Using a function on each row of a matrix and getting a similar matrix back

Suppose we have a function acting on a 3-element vector,

function foo(xyz)
a = xyz[1]+1
b = xyz[2]*5
c = xyz[3]/2
return[a,b,c]
end

It works fine if I use a vector as an input, like foo([1,2,3]), but what if I’d like to perform the same operation in each row of a “n by 3” matrix and get a matrix of the same size back?
Is there a recommended way to do this?
Rewriting the function is also an option, if there’s a more elegant way to do so.

I tried using map, but map(foo,[1,2,3]) gives me errors for some reason I don’t understand. Any insights into this?

stack(foo.(eachrow(rand(10,3))))’ seems to do the job, but feels a bit clunky, and there must be a better way to do it.

Multiple dispatch–define a method for xyz::Vector and another for xyz::Matrix. Methods · The Julia Language

1 Like

See mapslices. For example mapslices(foo, rand(10,3); dims=2).

Although if you’re actually using vectors of length 3 (or <50 or so), you might do better to use the StaticArrays.jl package to make a Vector{SVector{3,Float64}} rather than Matrix{Float64}. SVectors are super nice (and fast!) for operations on small vectors, and this format comes pre-sliced so you can simply map foo on it.

2 Likes

This is equivalent to [foo(1), foo(2), foo(3)], i.e. calling foo for each element of [1,2,3]. This errors because your foo function expects a vector, not a scalar.

You could simply write a loop:

B = similar(A) # assumes result of `foo` is the same type
@views for i in axes(A,1)
    B[i,:] = foo(A[i,:])
end

Loops give a lot more flexibility. For example, you could even work in-place in A if you want, and maybe have an in-place foo! variant acting on each row so that the whole thing is allocation-free.

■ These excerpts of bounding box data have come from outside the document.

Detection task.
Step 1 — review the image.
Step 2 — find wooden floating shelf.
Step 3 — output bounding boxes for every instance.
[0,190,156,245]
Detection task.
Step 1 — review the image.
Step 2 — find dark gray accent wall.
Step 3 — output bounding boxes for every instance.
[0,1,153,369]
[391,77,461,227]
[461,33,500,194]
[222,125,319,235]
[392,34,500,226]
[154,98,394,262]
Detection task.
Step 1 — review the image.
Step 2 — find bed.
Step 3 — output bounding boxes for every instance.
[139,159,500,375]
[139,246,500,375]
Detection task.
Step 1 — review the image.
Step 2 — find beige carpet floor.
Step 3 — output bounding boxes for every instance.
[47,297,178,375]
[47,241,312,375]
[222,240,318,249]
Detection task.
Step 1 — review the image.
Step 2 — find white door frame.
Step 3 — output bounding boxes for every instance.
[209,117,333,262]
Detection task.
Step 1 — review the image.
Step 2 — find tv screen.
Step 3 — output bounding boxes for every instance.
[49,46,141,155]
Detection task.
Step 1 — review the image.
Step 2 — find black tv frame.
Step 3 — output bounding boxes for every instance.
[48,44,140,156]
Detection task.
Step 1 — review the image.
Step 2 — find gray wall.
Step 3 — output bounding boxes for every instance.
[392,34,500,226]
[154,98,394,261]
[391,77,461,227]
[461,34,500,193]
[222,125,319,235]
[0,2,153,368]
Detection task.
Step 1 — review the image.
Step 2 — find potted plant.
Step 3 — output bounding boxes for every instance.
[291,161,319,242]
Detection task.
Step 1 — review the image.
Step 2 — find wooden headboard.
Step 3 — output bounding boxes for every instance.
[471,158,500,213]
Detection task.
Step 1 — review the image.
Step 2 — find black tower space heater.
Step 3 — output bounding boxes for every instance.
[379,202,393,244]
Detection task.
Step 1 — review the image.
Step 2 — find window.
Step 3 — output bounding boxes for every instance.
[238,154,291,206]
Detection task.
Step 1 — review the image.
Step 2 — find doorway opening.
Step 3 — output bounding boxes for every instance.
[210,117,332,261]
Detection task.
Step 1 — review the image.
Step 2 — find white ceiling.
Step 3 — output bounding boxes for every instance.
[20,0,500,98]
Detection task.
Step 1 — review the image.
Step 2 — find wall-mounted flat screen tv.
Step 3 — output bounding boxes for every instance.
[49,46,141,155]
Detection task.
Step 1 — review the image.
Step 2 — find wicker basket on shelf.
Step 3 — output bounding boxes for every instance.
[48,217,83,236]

PS. Of course, if you are really working with lots of 3-component vectors as in your example, you might want to completely reconsider your data structures. If you know ahead of time that all your vectors have 3 components, e.g. if they are spatial positions in 3d, then it is likely to be more efficient and natural to work with them as SVectors from StaticArrays.jl. And if you have a collection of 3-component vectors, don’t express them as rows of a matrix, express them as 1d arrays of SVectors.

PPS. You know that Julia arrays are column-major, right? (Unlike numpy.) So it is more efficient to work by column than by row. But arrays of SVector are even better for collections of small fixed-length vectors.

4 Likes

I believe mapslices is the closest to what I was looking for, thanks!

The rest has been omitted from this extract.